MLMs之R1-Omni:《R1-Omni: Explainable Omni-Multimodal Emotion Recognition with Reinforcement Learning》翻
导读:这篇论文研究的是如何利用强化学习提升多模态大型语言模型的情感识别能力。总而言之,这篇论文证明了 RLVR 和 GRPO 方法在视频多模态情感识别任务中的有效性,为多模态大型语言模型的优化提供了新的思路。 但同时也指出了模型的局限性,为未来的研究提供了方向。
>> 背景痛点:现有的大型语言模型情感识别研究主要集中在图像文本模态,缺乏对包含更丰富信息(如音频和动态视觉内容)的视频多模态模型的研究。 特别是,如何有效地利用强化学习来提升视频多模态模型的情感识别能力,以及如何解释模型的推理过程,仍然是一个挑战。
>> 具体的解决方案:RLVR 和 GRPO。论文提出将强化学习与可验证奖励 (RLVR) 结合,并使用组相对策略优化 (GRPO) 方法来训练一个视频多模态情感识别模型 R1-Omni。 RLVR 直接利用验证函数来评估模型输出的正确性,避免了中间奖励模型的训练,提高了训练效率和可靠性。 GRPO 则通过比较多个生成的响应来评估其相对质量,无需额外的评价模型。
>> 核心思路步骤:
● 冷启动:先用 Explainable Multimodal Emotion Reasoning (EMER) 数据集和人工标注的数据集对 HumanOmni-0.5B 模型进行微调,赋予其初步的推理能力。 EMER 数据集包含多模态数据及其详细的推理过程标注。
● RLVR 训练:使用 RLVR 训练 HumanOmni-0.5B 模型进行情感识别。

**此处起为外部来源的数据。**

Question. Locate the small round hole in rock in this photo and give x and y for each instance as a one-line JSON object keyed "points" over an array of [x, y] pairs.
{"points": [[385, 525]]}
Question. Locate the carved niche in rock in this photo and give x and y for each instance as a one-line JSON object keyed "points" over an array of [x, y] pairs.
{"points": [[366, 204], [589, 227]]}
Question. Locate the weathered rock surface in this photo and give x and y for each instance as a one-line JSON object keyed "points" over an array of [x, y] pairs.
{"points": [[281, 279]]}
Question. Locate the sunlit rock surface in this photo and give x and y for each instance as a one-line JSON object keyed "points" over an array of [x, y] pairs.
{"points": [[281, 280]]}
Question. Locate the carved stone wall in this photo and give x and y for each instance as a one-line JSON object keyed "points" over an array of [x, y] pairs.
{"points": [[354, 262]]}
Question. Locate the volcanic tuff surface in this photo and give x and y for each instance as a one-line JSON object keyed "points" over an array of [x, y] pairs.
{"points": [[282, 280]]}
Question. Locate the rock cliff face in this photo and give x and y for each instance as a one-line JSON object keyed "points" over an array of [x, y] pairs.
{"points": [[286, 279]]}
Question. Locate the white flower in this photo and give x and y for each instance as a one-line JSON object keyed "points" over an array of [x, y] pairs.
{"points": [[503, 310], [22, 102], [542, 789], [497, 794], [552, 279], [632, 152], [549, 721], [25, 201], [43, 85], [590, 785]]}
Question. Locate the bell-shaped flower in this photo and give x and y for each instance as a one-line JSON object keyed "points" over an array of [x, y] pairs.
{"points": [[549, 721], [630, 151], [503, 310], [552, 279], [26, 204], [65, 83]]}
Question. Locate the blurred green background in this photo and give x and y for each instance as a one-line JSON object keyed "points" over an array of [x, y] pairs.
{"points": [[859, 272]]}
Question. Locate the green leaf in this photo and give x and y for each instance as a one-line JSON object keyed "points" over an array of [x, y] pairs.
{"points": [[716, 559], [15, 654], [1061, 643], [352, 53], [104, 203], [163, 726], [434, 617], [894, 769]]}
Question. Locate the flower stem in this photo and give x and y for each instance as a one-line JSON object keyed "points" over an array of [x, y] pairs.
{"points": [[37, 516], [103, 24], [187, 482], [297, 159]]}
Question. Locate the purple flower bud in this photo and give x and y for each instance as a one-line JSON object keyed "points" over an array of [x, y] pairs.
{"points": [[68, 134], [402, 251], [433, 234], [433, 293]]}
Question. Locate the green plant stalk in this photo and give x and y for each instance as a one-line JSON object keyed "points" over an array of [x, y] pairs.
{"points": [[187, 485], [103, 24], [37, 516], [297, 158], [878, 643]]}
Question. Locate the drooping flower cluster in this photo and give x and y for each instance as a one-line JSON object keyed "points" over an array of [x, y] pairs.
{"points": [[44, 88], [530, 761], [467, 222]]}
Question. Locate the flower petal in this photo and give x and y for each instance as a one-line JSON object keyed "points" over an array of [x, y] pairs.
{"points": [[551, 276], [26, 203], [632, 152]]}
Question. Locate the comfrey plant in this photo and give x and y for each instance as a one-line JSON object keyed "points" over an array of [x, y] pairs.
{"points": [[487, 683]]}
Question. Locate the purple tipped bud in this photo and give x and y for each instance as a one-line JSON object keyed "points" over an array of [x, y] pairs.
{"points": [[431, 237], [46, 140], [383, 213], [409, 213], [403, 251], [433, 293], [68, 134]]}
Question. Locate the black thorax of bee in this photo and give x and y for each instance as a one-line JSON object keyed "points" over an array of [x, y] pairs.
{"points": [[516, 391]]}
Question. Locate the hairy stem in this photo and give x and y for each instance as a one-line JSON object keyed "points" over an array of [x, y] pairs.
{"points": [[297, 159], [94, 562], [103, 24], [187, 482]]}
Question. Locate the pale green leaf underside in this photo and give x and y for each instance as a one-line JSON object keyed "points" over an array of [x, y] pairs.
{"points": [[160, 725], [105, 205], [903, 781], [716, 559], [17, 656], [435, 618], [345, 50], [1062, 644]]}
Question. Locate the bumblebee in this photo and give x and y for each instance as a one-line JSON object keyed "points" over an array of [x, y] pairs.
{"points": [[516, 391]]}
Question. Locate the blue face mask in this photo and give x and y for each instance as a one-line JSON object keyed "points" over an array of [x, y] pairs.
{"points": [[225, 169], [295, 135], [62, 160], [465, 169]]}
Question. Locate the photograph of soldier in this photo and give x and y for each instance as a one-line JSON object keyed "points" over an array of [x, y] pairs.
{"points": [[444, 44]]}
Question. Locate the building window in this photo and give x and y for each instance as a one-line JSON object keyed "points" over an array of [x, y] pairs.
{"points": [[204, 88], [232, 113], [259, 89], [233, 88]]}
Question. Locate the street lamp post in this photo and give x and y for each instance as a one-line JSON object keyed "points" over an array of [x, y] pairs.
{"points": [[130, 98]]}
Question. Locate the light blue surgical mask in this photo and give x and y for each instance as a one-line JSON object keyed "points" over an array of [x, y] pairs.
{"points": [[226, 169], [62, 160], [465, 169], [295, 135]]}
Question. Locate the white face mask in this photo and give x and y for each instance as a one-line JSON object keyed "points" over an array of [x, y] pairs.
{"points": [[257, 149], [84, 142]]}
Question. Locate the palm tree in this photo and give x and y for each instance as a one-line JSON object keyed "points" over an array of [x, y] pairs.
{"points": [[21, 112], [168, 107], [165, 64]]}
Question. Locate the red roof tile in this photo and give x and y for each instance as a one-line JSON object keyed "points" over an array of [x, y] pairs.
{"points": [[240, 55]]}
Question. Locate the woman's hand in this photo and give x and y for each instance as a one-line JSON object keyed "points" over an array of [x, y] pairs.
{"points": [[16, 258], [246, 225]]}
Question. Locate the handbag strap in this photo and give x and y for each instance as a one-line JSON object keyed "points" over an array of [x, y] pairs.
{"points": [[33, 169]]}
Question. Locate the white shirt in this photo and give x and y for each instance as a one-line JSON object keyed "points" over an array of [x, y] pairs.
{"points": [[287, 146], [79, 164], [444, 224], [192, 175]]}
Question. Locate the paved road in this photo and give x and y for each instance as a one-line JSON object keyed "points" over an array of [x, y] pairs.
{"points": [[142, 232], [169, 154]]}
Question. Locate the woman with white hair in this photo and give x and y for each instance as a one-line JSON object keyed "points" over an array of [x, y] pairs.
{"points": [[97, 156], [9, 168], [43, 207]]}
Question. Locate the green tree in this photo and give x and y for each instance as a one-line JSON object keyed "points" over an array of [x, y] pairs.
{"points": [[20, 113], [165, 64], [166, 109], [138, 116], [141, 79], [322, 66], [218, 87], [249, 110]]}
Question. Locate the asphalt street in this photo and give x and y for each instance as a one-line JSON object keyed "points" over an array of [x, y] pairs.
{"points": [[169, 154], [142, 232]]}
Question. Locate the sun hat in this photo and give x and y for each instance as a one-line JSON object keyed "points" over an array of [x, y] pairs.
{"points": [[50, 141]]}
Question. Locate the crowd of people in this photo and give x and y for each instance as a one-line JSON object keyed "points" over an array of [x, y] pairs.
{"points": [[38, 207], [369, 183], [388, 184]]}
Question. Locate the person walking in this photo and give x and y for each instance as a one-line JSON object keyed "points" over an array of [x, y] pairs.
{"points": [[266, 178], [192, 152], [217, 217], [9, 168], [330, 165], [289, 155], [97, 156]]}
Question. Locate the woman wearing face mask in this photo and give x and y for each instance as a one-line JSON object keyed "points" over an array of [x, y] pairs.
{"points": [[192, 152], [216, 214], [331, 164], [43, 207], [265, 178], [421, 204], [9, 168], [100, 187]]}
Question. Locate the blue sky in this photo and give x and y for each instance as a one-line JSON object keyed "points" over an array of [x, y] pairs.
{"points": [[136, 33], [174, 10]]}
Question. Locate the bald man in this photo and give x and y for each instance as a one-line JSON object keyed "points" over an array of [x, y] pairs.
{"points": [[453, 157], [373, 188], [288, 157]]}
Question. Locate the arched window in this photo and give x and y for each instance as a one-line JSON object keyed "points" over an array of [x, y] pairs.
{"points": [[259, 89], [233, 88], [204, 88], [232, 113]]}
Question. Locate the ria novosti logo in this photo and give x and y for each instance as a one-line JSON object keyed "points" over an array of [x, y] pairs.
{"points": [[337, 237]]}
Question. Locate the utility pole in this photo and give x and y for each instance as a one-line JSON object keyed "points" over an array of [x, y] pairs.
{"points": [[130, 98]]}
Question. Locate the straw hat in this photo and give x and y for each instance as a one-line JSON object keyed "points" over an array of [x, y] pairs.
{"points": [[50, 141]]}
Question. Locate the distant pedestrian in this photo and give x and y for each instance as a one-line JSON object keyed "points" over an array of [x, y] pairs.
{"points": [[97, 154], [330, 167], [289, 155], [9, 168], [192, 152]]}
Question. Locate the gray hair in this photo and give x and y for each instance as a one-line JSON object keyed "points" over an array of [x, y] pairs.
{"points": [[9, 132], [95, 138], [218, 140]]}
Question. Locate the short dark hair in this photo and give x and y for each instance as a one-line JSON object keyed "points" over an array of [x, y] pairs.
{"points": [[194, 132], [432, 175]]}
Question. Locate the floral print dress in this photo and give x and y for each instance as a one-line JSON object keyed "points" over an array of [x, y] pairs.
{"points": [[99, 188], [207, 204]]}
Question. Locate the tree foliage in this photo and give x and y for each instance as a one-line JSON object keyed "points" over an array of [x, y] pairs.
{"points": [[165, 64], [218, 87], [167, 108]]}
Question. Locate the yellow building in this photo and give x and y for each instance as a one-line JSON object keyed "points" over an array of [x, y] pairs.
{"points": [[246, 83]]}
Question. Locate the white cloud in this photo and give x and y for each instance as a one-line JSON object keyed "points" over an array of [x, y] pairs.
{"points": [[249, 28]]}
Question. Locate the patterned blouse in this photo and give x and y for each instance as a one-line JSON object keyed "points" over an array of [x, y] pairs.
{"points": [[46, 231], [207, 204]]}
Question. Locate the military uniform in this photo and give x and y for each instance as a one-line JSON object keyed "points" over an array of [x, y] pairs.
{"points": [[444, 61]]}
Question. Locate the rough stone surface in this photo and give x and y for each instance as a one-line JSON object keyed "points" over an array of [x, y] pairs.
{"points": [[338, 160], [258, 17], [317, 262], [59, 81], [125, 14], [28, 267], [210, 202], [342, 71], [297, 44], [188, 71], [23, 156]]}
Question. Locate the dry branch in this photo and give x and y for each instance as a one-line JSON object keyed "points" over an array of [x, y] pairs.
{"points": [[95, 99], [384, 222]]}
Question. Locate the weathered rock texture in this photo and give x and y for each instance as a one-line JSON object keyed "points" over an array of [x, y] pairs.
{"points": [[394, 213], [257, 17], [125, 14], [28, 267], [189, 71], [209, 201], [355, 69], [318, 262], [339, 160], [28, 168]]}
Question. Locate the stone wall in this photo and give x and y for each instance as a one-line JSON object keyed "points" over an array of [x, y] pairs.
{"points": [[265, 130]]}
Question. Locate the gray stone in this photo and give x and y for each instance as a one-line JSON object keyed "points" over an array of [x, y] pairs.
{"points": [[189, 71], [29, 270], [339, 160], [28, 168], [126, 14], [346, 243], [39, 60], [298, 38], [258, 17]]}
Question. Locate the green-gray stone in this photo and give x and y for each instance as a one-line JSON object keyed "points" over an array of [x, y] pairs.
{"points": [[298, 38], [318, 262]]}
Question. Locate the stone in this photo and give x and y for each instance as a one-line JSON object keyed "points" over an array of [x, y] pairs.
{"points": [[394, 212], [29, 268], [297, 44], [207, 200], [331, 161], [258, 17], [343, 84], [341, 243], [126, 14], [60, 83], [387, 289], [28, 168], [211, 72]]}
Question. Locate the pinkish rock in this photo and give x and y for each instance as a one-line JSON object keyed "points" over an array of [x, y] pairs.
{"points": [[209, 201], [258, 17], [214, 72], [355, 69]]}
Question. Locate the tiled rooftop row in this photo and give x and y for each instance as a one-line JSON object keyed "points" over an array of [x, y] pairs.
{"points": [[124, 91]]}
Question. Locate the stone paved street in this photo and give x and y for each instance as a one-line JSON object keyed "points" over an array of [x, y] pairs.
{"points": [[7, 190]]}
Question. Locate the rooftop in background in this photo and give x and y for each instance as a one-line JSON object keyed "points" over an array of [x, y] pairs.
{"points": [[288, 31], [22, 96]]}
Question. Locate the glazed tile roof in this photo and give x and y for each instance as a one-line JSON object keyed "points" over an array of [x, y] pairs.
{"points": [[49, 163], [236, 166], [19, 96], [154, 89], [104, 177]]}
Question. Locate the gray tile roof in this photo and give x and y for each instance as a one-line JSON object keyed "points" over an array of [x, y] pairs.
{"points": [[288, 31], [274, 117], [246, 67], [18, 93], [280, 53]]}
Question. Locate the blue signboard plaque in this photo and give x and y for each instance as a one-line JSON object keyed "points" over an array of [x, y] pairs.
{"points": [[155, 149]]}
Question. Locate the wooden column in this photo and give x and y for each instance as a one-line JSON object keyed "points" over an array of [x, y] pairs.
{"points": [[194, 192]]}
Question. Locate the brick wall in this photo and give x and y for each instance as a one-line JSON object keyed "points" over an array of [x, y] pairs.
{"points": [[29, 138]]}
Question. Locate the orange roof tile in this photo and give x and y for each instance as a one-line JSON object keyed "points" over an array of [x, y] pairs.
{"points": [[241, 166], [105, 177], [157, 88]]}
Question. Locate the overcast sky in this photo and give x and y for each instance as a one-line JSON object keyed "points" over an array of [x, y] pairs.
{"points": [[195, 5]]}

奖励函数由准确性奖励 (Racc) 和格式奖励 (Rformat) 两部分组成,前者奖励正确的预测,后者奖励符合指定格式的输出。
● GRPO 优化:结合 GRPO 方法,通过比较不同响应的奖励来优化模型。
>> 优势:
● 增强推理能力:R1-Omni 生成更详细、更可解释的情感识别推理过程。
● 提高理解能力:在 MAFW 和 DFEW 数据集上,R1-Omni 的情感识别准确率显著高于监督微调 (SFT) 模型。
● 增强泛化能力:在 RAVDESS (OOD) 数据集上,R1-Omni 表现出更强的泛化能力。
>> 论文结论和观点:
● RLVR 和 GRPO 方法能够有效地提升视频多模态模型的情感识别能力。
● R1-Omni 模型在情感识别任务中取得了显著的性能提升,并展现出更强的推理和泛化能力。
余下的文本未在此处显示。